Apax, Oak HC/FT to buy Eating Recovery Center in $1.4bn deal

The investors will fuel expansion of the eating disorder treatment platform both physically and virtually, while supporting further diversification into other behavioral health conditions.

Apax Partners and Oak HC/FT have joined hands to acquire Eating Recovery Center, identifying a vast opportunity to expand access to treatment for eating disorders and mood and anxiety conditions.

The pending deal values Denver-based ERC at approximately $1.4 billion, sources familiar with the deal terms told PE Hub. The company is projecting $91 million of pro forma mature EBITDA for 2021, some of the people said. 

Indicating significant growth in value under ERC’s existing investor, New York’s CCMP Capital bought ERC in August 2017 in a $580 million deal, sources said previously. The sellers engaged Moelis earlier this year to weigh a sale of the business, PE Hub wrote in April.

Apax and Oak HC/FT plan to announce the deal on Tuesday.

With a like-minded approach of backing companies in sectors with multiple growth levers, Apax and Oak HC/FT teamed up early on in their pursuit of ERC, the investors said, declining to comment on financial terms of the deal. 

Apax partner Andy Cavanna, for his part, has long tracked the eating disorder market. Before joining Apax in 2017, Cavanna, while at Vestar Capital, helped lead the firm’s 2015 investment in Veritas Collaborative, a specialty hospital system for the treatment of eating disorders. 

Both then and now, Cavanna found that the industry faces a shortage of good providers, hence lending to an attractive investment opportunity. “There is more demand for services than providers.” With ERC, the pair of new investors plan to tackle that problem with a “growth thesis to expand access,” he said. 

In this case, ERC has the opportunity to expand both physically and digitally. With the new growth capital, the platform will grow geographically via the building of new clinics, whether inpatient, residential or outpatient – all settings in which its model has proven out. Another important accelerator addressing the market’s “access problem” will include leveraging its existing virtual capabilities and expanding digitally, the investors said. 

“Once you have clinical quality and a strong management team… you really have to have this omni-channel approach to patient care; that’s just the way the world is going,” said Andrew Adams, co-founder and managing partner of Oak HC/FT. “That’s what’s really exciting. There are so many opportunities and ways to invest in the category.” 
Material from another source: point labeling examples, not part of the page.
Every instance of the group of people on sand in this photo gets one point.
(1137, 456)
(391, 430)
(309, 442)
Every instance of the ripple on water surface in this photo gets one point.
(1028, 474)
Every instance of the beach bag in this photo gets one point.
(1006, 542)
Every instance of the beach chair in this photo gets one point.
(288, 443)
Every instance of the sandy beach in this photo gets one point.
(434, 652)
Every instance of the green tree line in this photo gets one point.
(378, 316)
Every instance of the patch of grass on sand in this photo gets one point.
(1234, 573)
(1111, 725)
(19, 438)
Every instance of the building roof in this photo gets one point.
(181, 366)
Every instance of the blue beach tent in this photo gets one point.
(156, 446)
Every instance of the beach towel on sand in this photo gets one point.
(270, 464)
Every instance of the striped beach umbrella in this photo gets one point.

Broadly, the disruption to the healthcare industry in the wake of the public health crisis has cast a light on the value of telehealth. Behavioral healthcare has proven to be a particularly applicable area of virtual health services. 

Complementing Apax’s knowledge and early identification of the opportunity in the eating disorder treatment market, Oak HC/FT has deep roots at the nexus of behavioral healthcare and virtual care and technology. Relevant existing investments include US Healthvest, Brightline and Quartet Health and notable former portfolio companies include Therapy Brands. “The power of technology is something we’ve invested behind a lot at Oak,” Adams noted.

ERC will also continue to prioritize diversification, expanding upon its recent entrance into mood and anxiety disorder treatment, the investors said. Its Pathlight division addressing these conditions now represents about 15 percent of ERC’s revenue today, Cavanna said. 

While the primary focus is organic growth, Cavanna noted there is M&A to be done,  particularly outside of ERC’s eating disorder business.

Apax joins a growing list of investors investing behind the underlying trends fueling a greater need for behavioral health services, be it growing public awareness or increasing adoption of telehealth. 

On one level, “payors have lowered barriers to coverage for a host of regulatory reasons,” Cavanna said. At the same time, “you have societal acceptance that this is an illness that needs to be treated.”

In other recent activity of note, Onex Partners completed its investment in Newport Healthcare in a deal valuing the network of teen-focused mental health treatment centers at $1.3 billion, people familiar with the deal terms told PE Hub.

Elsewhere, TPG in the height of the pandemic agreed to buy LifeStance at a $1.2 billion value, providing a full equity backstop. Less than a year later, the national provider of behavioral health services in June went public at more than five times that value.

Update: This report has been updated to clarify Oak HC/FT’s current and former behavioral health-related portfolio companies.